1. Generally speaking, formulas connected by symbols (or) and (or) are called inequalities.
The value of the unknown quantity that can make the inequality hold is called the solution of the inequality. The solution of inequality is not to liberate all the inequalities to form the solution set of inequality. The process of finding the solution set of inequality is called solving inequality.
An inequality group consisting of several linear inequality groups is called a linear inequality group.
Solution set of inequality group: the common part of each inequality solution set in the unary linear inequality group.
The basic property of equation 1: Add (or subtract) the same number or algebraic expression on both sides of the equation, and the result is still an equation.
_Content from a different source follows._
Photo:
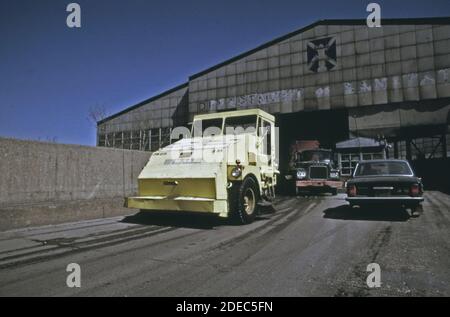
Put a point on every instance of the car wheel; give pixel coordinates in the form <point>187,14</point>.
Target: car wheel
<point>416,211</point>
<point>245,201</point>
Basic property 2: the result of multiplying or dividing the same number on both sides of an equation (the divisor is not 0) is still an equation.
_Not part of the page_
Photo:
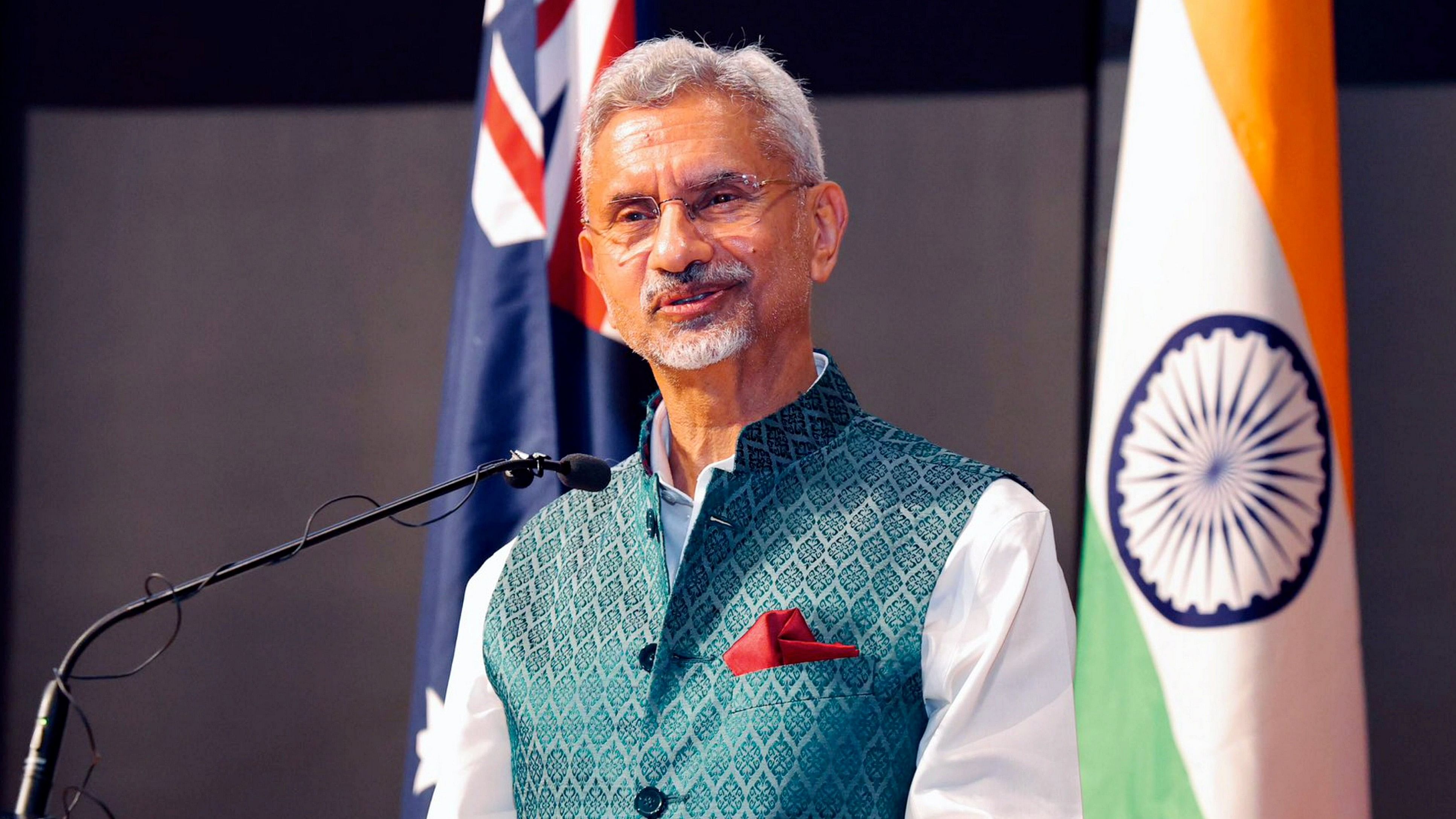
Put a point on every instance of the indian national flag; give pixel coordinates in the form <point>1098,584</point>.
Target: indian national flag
<point>1219,652</point>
Second, the basic properties of inequality 1: Add (or subtract) the same algebraic expression on both sides of the inequality, and the direction of the inequality remains unchanged. (Note: The shift term needs to be signed, but the inequality remains the same. ) property 2: both sides of the inequality are multiplied (or divided) by the same positive number, and the direction of the inequality remains unchanged. Property 3: Both sides of the inequality are multiplied (or divided) by the same. 2. If ab and c0 represent acbc, if c0, other properties of ac inequality: reflectivity: if ab and bb, and bc and ac.
Third, the steps of solving inequality: 1, denominator; 2. Remove the brackets; 3. Transfer projects and merge similar projects; 4. Convert the coefficient to 1. 4. Steps to solve the inequality group: 1. Solve the solution set of inequality. 2. Represent the solution set of inequality on the same number axis. 5. Enumerate the general steps of solving practical problems with a set of linear inequalities: (1) examining questions; (2) Set an unknown number and find an (unequal) relationship; (3) setting independent variables, setting inequalities (groups) (according to inequalities) (4) solving inequality groups; Test and answer.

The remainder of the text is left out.